Climate change is a global problem but unfortunately it is one that will affect our country the most. The Global Climate Risk Index 2018 report put Pakistan as the 7th most vulnerable country to climate change. Pakistan is getting recurrently affected from extreme weather events. The super floods of 2010 placed Pakistan on the top slot among the countries most affected by climate change as it lost US $25.3 billion and 5.4 per cent of the GDP. Most parts of our country are not stranger to scorching heat spells in summer months. However, temperature in Nawabshah was recorded above 50°C recently, which is the highest recorded April temperature anywhere on the planet ever since meteorological data began to be maintained. The development though expected (and predicted by the Met Office) is an eye opener for the policy makers. The little debate in mainstream media and power circles over something as serious as climate change is another matter of concern.
Weather experts say that record temperatures in Pakistan and deadly storms in India are an indication that more extreme weather events are happening globally owing to climate change. Amid flash-floods in the East and Horn of Africa and sand and dust storms in the Arabian Gulf, storms in northern India reportedly left more than 100 dead. The abnormally high temperature in Nawabshah is not a standalone weather phenomenon; rather it is linked to many other events last month that represent a cataclysmic sign as a result of climate change.

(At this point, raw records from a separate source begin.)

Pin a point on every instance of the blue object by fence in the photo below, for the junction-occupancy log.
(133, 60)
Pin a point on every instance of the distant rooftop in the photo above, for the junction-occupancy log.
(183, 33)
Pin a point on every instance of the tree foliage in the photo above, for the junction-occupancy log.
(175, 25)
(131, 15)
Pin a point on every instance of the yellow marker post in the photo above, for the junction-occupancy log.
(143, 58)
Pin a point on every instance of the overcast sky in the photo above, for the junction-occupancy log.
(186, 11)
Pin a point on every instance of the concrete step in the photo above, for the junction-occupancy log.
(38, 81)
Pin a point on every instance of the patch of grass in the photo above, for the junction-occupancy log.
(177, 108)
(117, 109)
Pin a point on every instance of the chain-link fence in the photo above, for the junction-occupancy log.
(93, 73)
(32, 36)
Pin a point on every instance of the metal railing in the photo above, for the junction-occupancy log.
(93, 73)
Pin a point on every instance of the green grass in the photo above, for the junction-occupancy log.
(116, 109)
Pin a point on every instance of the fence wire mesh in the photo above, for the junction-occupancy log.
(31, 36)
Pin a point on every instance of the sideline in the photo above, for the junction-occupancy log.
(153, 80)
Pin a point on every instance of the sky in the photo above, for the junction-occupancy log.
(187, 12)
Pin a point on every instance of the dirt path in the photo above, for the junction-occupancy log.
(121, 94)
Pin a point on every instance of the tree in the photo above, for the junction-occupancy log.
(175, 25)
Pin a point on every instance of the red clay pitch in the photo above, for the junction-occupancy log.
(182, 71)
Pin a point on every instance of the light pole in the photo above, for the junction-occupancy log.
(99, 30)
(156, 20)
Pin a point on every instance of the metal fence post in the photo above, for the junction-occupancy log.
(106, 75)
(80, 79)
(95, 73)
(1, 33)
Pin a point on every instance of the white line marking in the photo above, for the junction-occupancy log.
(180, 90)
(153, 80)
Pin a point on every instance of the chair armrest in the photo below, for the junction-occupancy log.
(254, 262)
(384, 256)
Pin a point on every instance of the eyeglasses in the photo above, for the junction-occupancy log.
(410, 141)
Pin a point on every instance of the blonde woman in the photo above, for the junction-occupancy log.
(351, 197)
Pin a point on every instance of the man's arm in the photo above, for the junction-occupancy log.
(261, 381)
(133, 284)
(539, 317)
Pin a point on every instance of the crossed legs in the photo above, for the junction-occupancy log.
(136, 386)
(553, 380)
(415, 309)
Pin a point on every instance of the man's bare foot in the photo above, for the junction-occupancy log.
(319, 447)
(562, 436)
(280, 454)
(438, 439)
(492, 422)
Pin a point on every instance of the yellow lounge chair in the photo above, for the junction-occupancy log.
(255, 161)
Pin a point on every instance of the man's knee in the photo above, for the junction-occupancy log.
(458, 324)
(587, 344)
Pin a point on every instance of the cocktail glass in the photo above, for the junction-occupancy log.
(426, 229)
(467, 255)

As far as steps taken by government to tackle the threat of climate change are concerned, the recent approval of the National Water Policy (NWP) is a welcome step. The policy acknowledges the need to adopt the NWP with an initial target of increasing storage capacity from existing 14 million acre feet (MAF) by immediately starting the construction of 6.4 MAF Diamer-Bhasha dam which had already been cleared by the CCI back in 2009. The policy aims at planning, regulating, developing, coordinating and managing water resources in the country. Managing water resources will become even more important in the coming years as affects of climate change tighten their grip on the country. However long term policy decisions and international support will be needed to ensure that damage from climate change related changes is minimized in Pakistan.